April 29, 2014
Researchers Develop 3D Printer Capable Of Making Fabrics, Stuffed Animals
redOrbit Staff & Wire Reports - Your Universe Online
Modern 3D printing technology has been used to create a variety of different objects, ranging from artificial bones to batteries and beyond, but researchers from Carnegie Mellon University and Disney Research Pittsburgh have developed a new printer capable of creating something far more soft and cuddly.
“I really see this material being used for things that are held close. We're really extending the set of materials available for 3D printing and opening up new possibilities for what can be manufactured,” he explained.
Those possibilities could include apparel, accessories such as scarves and hats, and possibly even teddy bears and other types of stuffed animals. In addition, it could ultimately be used to create parts for so-called “soft robots,” or machines specifically designed for human contact.
According to Hudson, who discussed the device Monday during the 2014 CHI Conference on Human Factors in Computing Systems in Toronto, said that it functions much like other 3D printers in that it can develop objects using computerized designs as a base model.
“This printer allows the substantial advantages of additive manufacturing techniques (including rapid turn-around prototyping of physical objects and support for high levels of customization and configuration) to be employed with a new class of material,” according to Disney Research.
By creating a material that is “a form of loose felt formed when fibers from an incoming feed of yarn are entangled with the fibers in layers below it,” the company added that their printer “extends 3D printing from typically hard and precise forms into a new set of forms which embody a different aesthetic of soft and imprecise objects, and provides a new capability for researchers to explore the use of this class of materials in interactive devices.”
The so-called felting printer can be used to quickly develop prototypes of objects and to customize products, and uses a process similar to the Fused Deposition Modeling (FDM) technique common in low-end 3D printers, the researchers explained. In FDM printers, melted plastic is extruded in a thin line into one layer, and then additional layers are added, adhering to each other as the plastic cools in order to achieve the desired shape.

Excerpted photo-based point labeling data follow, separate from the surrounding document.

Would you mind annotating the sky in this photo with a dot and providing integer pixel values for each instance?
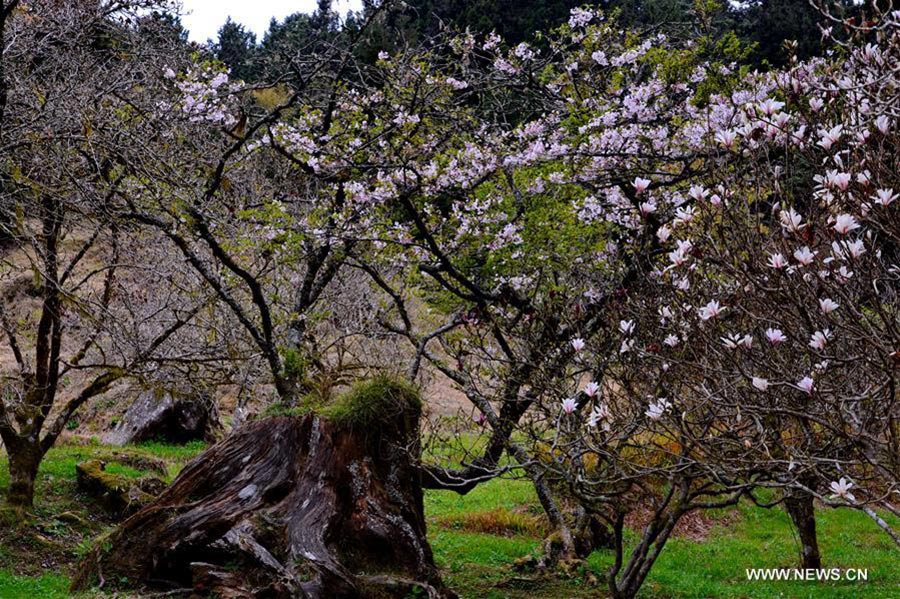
(203, 18)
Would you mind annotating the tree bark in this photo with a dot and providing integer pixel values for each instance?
(286, 507)
(24, 460)
(801, 509)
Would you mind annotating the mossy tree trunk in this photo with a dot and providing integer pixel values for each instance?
(290, 506)
(24, 461)
(801, 508)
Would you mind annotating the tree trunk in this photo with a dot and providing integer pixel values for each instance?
(800, 508)
(24, 460)
(286, 507)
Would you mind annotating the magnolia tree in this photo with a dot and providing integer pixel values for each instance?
(532, 231)
(759, 352)
(574, 245)
(664, 283)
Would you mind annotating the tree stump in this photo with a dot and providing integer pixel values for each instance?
(116, 493)
(290, 506)
(159, 413)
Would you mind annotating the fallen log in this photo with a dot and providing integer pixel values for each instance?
(318, 505)
(117, 494)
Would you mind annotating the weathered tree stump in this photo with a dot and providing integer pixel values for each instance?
(290, 506)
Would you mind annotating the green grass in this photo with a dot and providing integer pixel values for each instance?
(745, 537)
(47, 586)
(479, 564)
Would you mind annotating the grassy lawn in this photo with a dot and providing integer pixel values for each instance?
(477, 538)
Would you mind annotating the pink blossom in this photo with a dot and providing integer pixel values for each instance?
(804, 256)
(775, 336)
(844, 223)
(828, 305)
(884, 197)
(819, 339)
(640, 185)
(710, 310)
(841, 488)
(777, 261)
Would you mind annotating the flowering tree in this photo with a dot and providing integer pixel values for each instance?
(759, 351)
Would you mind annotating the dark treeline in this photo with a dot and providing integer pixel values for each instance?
(764, 26)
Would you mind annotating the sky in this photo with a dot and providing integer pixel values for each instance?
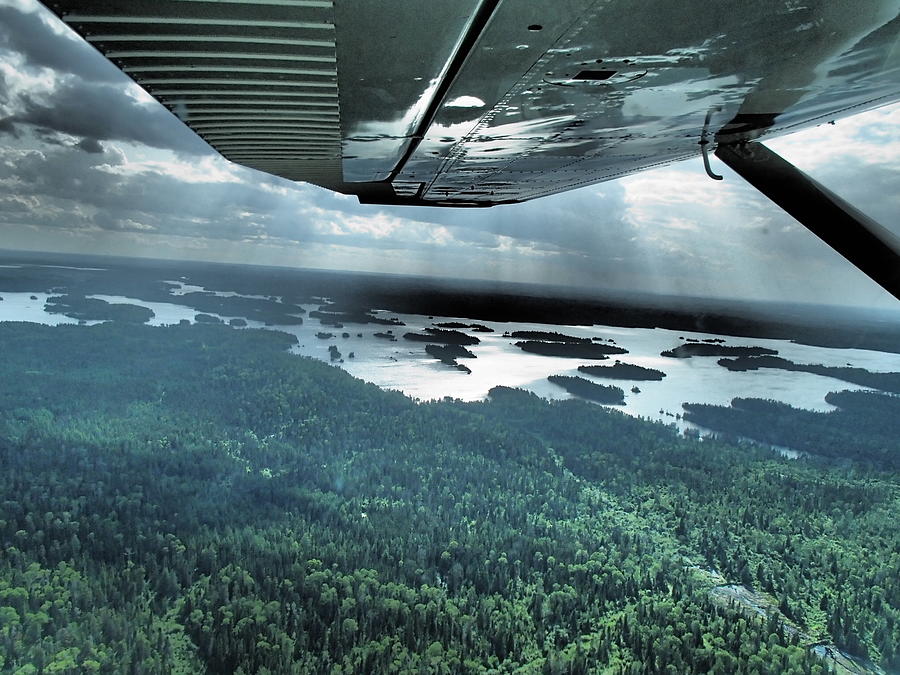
(89, 163)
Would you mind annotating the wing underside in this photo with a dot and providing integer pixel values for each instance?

However, in the felting printer, the printer head feeds out yarn instead of melted plastic. The printer head has a barbed felting needle attached to it, and that needle repeatedly pierces the yarn and drags the individual fibers down into the yarn and the layers below. This intertwines the fibers and causes the layers to bond together.
Hudson said that the printer does not have the same dimensional accuracy as conventional 3D printers since the yarn is far thicker than the layers of plastic deposited during FDM printing. Likewise, the felt is not as strong as normal types of fabric, meaning that a layer of nylon mesh fabric had to be added into the printing process in order for soft objects to be attached to harder ones to prevent the material from tearing at the attachment point.
During his presentation, Hudson reportedly demonstrated techniques for bridging hard and soft materials, as well as for altering how stiff the soft objects are and how electronic components could be added to the process. Currently, the printer is only capable of producing fabric objects, but Hudson said he believed that it could be possible to develop a device capable of producing both fabric and plastic elements in a single fabrication.